I have found a situation where a __threadfence_block() call is required, but only on some cards. More confusingly, it is my understanding that the __threadfence_block() call should not be required on any card.
The code listed below works has been tested and always works properly on both a 780M and 1080 (without call to __threadfence_block()). However, it never works correctly without that call on a 970M (tested with CUDA 7.5 on Ubuntu 15.10).
The kernel performs a modified 2-Nearest Neighbors query (under the Hamming norm) for 2 sets of bitvectors of length 512 (this is useful in computer vision). The error occurs at the top of a partially unrolled loop. In the loop, a const uint64_t value is read from global memory, XOR’d against several other const register uint64_t, and each result passed to __popcll(). The results are then packed and reduced with __shfl_xor().
On the 780M (tested on Windows) and 1080 (tested on Linux) this kernel always finds all matches correctly, and never finds any matches on my 970M… unless a __threadfence_block() is added.
This __threadfence_block() may be placed anywhere before the final if statement, even before the read itself. This seems very strange to me. Adding calls to __threadfence_block() before and after the loop does not change this behavior.
What is stranger still is that I added a call to CUDA’s printf() in the kernel, wrapped by an if statement that selected only thread 0 in warp 0 in block 0. This also fixed the problem, for every block, without a __threadfence_block().

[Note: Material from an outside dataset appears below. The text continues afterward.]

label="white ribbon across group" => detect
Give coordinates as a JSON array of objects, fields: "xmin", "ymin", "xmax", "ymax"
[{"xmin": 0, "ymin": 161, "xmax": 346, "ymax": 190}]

The __threadfence_block() call only lowers performance by ~8%, but this is performance critical code in an O(n^2) task meant to be released as a library.
Why is this happening? Is this a bug?
Full project (just call “make run”): https://drive.google.com/file/d/0B40zIKz22S79M1ljd21FZ2Y0eDA/view?usp=sharing (if you see a very small numbers of matches, lower the threshold defined at the start of main.cpp then “make clean; make run”)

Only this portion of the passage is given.